韩艳红


  脚下的这一片土地,是我热爱的家乡——彰武。作为一名70后,我见证了家乡改革开放40年的沧桑巨变,深深地为之自豪,欣喜她的变化,感恩她的赐予,期待她的美好。

  小时候,我居住的小村儿前后各有一个大坨子,树木茂盛,是我和小伙伴们的乐园,每天都在那里疯玩。跳皮筋、打口袋、踢键子、跳房子、捉迷藏……我是这群孩子的头儿,坨子下面紧挨着生产队的老房子,我和小伙伴们从坨子上跑下来,爬上老房子的房顶,再从房顶上跳下来,为了不崴脚,我们偷偷地从家里拿来铁锹,在房根那将土挖松,踩上去软软的,然后,排成队,跑过来、跳下去,乐此不疲。累了,就跑到村东头老孙家院外的大榆树上吃榆树钱儿,那棵大榆树斜着树干探出墙外很远,吃够了,就在树上爬上爬下,总是把人家的土墙头踩出一个大豁子,主人看见了,有时候也吆喝一声,豁子大了,他就用铁锹培上,然后孩子们再去踩,因为没有那土墙头,我们也上不去树。淘得一身的臭汗,小伙伴们一交换眼神,看看四周没人,悄悄地溜出村子,跑到村东大约一公里远的河套里趟河洗澡,手牵着手在河套里来回走,看见小鱼兴奋得不行。
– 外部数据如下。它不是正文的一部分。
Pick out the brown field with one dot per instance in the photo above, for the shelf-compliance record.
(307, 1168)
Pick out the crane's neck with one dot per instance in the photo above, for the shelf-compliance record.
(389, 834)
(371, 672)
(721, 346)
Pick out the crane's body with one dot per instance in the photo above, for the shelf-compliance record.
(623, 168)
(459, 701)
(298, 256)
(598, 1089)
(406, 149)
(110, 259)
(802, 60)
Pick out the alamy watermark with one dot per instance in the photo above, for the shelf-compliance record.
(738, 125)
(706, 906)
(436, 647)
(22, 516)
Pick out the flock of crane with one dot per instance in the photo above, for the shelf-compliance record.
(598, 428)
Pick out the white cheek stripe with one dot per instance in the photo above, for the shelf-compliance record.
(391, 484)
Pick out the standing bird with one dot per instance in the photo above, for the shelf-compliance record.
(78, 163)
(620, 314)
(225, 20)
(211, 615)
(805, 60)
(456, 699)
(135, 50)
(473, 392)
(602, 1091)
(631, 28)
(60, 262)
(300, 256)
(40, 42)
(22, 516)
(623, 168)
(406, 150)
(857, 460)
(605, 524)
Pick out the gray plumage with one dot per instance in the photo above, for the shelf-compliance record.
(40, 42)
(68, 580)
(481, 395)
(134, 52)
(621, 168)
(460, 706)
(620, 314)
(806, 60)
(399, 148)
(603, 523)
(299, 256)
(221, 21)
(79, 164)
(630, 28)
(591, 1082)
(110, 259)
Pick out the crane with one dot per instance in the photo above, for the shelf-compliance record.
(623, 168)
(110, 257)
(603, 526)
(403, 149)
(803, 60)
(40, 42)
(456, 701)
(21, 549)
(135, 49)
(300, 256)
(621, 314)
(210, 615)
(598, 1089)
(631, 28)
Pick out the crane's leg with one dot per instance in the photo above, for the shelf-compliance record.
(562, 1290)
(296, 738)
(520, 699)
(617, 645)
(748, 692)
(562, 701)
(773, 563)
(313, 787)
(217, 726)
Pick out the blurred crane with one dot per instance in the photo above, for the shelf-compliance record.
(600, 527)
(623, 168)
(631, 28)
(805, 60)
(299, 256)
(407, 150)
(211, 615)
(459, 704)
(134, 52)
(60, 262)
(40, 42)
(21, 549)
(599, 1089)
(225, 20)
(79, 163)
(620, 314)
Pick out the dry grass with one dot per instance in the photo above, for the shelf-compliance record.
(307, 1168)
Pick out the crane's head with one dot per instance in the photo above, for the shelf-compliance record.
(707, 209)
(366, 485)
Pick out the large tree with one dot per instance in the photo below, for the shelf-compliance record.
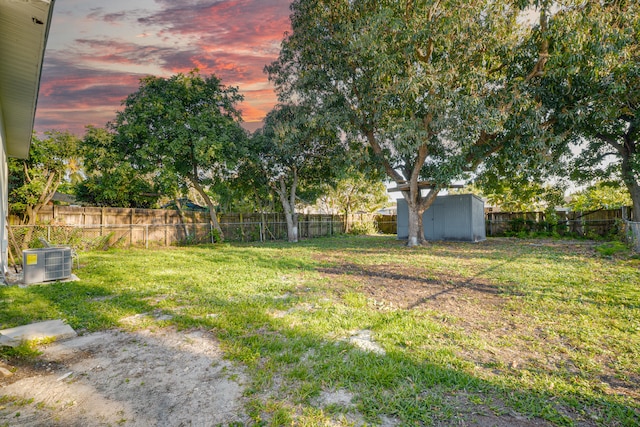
(298, 153)
(34, 181)
(592, 86)
(111, 180)
(185, 128)
(435, 88)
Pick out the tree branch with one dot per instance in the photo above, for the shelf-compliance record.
(543, 55)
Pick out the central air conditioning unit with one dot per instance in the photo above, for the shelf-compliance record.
(46, 264)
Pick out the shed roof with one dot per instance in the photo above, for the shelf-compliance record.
(24, 28)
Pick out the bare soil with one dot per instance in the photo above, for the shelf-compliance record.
(158, 377)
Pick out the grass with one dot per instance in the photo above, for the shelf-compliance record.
(545, 331)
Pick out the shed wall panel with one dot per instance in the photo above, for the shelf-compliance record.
(458, 217)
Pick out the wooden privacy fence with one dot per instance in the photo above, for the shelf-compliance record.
(87, 227)
(587, 224)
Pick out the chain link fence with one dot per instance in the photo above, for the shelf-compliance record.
(87, 237)
(633, 234)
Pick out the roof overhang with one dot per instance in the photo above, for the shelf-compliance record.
(24, 28)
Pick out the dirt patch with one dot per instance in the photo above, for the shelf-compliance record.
(144, 378)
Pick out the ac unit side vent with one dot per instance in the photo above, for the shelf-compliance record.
(46, 264)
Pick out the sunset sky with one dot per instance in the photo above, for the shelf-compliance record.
(98, 51)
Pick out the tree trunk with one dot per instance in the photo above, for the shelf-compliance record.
(288, 200)
(49, 190)
(627, 152)
(634, 190)
(416, 230)
(417, 205)
(182, 220)
(212, 209)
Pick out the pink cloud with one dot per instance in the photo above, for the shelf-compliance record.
(233, 39)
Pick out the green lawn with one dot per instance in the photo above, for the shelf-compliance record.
(499, 330)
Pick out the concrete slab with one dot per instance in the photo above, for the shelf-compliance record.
(56, 329)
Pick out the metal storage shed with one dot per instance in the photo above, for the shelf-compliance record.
(458, 217)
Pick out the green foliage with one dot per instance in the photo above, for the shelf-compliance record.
(34, 181)
(603, 195)
(286, 313)
(182, 131)
(434, 88)
(356, 192)
(521, 195)
(363, 227)
(593, 88)
(111, 180)
(612, 248)
(295, 155)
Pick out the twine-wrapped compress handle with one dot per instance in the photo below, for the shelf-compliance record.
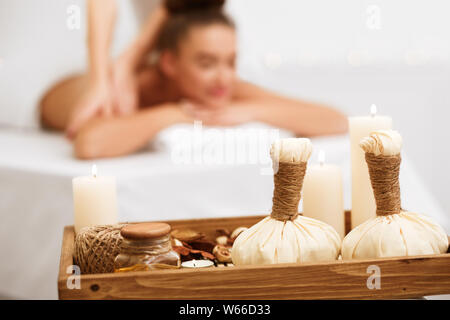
(384, 175)
(288, 182)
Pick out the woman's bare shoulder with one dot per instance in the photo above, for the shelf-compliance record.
(248, 90)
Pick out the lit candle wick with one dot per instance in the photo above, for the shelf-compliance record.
(373, 110)
(321, 157)
(94, 171)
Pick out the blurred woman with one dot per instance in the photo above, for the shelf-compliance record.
(119, 106)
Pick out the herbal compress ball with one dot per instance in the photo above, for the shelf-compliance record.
(393, 232)
(285, 236)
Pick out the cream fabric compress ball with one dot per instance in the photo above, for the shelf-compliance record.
(272, 241)
(285, 236)
(401, 233)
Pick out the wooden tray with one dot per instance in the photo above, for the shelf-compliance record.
(400, 277)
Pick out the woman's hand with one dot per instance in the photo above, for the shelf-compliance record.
(98, 100)
(230, 115)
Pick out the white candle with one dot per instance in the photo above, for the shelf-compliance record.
(363, 201)
(94, 200)
(197, 264)
(323, 194)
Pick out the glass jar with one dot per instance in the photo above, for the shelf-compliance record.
(146, 246)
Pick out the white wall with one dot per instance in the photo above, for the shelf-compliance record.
(331, 51)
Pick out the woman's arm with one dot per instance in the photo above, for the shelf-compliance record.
(116, 136)
(126, 66)
(301, 117)
(101, 19)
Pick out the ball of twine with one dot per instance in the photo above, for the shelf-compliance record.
(97, 247)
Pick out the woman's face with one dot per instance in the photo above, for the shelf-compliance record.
(204, 65)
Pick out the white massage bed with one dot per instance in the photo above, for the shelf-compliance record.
(36, 169)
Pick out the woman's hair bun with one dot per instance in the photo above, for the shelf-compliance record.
(180, 6)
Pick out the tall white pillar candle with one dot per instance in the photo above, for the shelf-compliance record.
(94, 200)
(323, 194)
(363, 201)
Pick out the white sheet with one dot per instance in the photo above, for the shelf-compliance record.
(36, 196)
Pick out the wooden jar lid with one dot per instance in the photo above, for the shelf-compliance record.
(142, 231)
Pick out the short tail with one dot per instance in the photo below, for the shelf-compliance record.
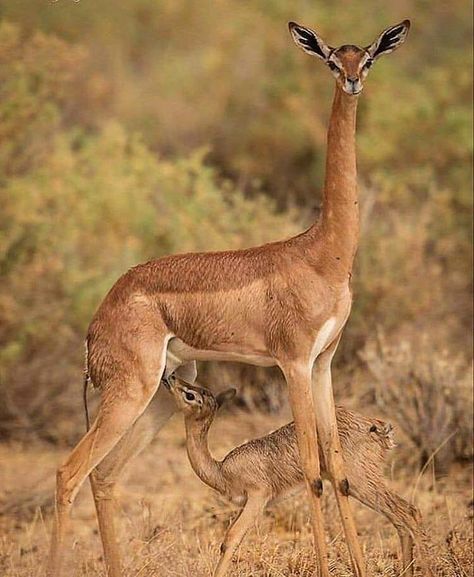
(84, 398)
(86, 384)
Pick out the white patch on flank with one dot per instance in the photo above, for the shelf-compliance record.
(323, 338)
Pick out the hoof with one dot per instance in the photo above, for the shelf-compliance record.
(317, 487)
(344, 487)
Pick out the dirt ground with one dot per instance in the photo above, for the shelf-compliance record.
(171, 524)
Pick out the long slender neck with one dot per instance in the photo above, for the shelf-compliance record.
(204, 465)
(338, 229)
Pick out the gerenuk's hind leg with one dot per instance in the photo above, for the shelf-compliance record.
(123, 401)
(105, 476)
(331, 447)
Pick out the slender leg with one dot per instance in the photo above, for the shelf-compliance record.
(247, 517)
(301, 401)
(331, 447)
(105, 476)
(117, 413)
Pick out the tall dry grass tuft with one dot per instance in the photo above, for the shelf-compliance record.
(428, 391)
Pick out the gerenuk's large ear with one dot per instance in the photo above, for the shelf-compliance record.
(389, 40)
(225, 396)
(309, 41)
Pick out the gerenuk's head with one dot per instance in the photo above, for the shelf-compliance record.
(349, 64)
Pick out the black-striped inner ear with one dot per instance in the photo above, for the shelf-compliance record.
(389, 39)
(309, 41)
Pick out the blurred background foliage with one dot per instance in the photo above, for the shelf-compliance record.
(137, 129)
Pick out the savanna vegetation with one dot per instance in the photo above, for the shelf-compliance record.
(137, 129)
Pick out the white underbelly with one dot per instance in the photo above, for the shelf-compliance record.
(179, 353)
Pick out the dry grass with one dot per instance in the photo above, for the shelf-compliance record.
(172, 525)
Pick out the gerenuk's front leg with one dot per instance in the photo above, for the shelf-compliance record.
(331, 447)
(301, 399)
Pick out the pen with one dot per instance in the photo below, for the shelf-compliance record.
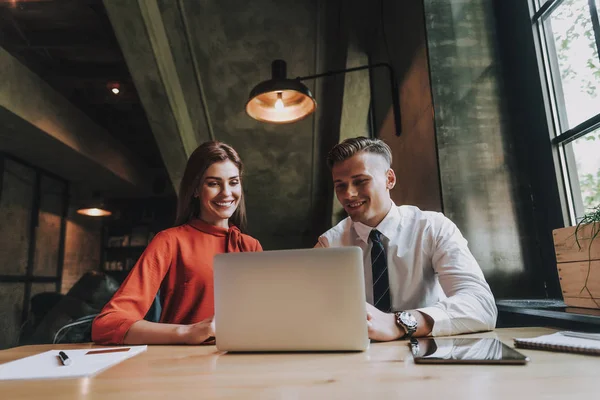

眼看太阳要落山了,赶紧跑上岸,相互看看身上有无破绽,确定没有泥巴、水草沾身上,赶紧像模像样地往家跑。当然,这不能让大人们知道,还得和小伙伴们拉钩约好回家谁也不能说,否则轻则挨顿骂,重则苕帚疙瘩伺候。一进村子就听见妈妈们此起彼伏招呼各家孩子吃饭的声音,闻着家家饭锅里飘出的玉米面饽饽的香味,肚子还真咕咕地叫了,刚进院子,母亲的责怪就来了:“到饭时也不知道回家!”奶奶赶紧接过去:“快洗手吃饭吧!一会饽饽都凉了!”然后乖乖洗手,到水缸前拿起水瓢咕咚咕咚喝两口水,拿起一个大饽饽,用刀顺中间切开两瓣,抹上自家的大酱,夹上大葱,就着咸菜疙瘩,美味就诞生了。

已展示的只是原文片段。